In our modern era, sharing remembrance photos can have a powerful impact, not only from a personal healing perspective, but also in breaking down the stigma around discussing pregnancy and infant loss.
“Many mothers that have had a loss expressed that listening to someone else going through the same thing they did validates what they have gone through, and it opens communication to shared feelings and thoughts they may not have had a chance to speak about before,” said Villegas.
Sharing the painful parts of our lives helps others feel less alone in their struggles, which can be very healing as well.
“More people have had losses than you realise,” said Harris. “There are so many hurting people who have lost a baby and a lot of people who don’t understand the depths of pain they go through. Maybe her post will inspire them to reach out for support, and maybe the comments from people who have experienced the same thing will help with her grief.”

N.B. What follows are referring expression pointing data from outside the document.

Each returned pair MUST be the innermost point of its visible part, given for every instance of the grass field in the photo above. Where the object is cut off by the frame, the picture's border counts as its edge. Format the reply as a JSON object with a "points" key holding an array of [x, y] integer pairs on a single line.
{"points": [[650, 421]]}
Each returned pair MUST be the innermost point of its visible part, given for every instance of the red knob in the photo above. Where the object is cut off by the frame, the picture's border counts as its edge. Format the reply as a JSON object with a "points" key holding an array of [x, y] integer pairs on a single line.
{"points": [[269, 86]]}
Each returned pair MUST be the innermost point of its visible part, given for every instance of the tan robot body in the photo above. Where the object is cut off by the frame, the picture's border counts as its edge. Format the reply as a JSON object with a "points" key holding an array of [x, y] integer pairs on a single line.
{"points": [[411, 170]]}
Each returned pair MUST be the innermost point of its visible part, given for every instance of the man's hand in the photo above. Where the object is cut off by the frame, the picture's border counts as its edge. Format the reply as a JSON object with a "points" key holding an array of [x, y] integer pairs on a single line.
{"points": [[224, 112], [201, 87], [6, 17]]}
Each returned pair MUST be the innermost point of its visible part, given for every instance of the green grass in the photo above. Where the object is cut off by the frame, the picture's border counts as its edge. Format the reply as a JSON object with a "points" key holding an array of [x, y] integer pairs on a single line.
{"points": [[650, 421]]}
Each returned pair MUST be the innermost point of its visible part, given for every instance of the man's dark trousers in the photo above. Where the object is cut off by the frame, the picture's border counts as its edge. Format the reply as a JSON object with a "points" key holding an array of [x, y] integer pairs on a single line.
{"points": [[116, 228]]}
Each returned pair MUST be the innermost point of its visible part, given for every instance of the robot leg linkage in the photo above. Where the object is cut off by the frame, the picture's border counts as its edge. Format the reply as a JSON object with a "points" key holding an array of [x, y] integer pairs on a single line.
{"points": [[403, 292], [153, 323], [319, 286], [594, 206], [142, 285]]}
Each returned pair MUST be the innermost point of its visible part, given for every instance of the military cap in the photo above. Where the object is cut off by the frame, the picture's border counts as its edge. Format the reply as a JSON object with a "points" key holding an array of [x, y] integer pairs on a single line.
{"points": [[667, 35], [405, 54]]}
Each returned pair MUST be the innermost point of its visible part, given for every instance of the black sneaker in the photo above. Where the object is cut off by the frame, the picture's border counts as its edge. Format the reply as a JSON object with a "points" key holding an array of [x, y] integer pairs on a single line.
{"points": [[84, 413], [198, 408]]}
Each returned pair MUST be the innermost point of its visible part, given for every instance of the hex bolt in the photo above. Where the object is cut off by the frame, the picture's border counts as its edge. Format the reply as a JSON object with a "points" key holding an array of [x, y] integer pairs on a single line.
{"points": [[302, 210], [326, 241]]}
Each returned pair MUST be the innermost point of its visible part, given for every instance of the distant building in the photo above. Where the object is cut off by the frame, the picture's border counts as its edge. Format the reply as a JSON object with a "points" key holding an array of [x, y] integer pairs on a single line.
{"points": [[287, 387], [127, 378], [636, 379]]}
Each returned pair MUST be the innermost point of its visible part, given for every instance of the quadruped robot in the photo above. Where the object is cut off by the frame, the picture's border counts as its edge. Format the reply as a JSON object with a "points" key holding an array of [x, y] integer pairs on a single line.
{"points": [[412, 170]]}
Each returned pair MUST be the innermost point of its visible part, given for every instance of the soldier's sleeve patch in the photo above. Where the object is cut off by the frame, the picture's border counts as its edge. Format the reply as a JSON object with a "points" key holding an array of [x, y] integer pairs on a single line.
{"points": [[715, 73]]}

Reidenberg said he applauds Teigen and Legend for having the courage to share something so intimate and painful, which is difficult for everyone to do but perhaps more so for celebrities who face extra scrutiny. He believes posts like these normalise grief and encourage people to be more open with their thoughts and feelings as they process trauma.
“I hope that by her doing this, others will see the humanness that we all have, that pain is pain no matter who you are, and that sad things happen to all of us,” he said. “I also believe that her sharing this moment will help others who have been in a similar situation to know that sharing what is happening in your life, be it in good times or in very sad times like this, helps keep you grounded and connected. The more connected we are to others through life’s experiences and more that we can share that with others, can build resilience.”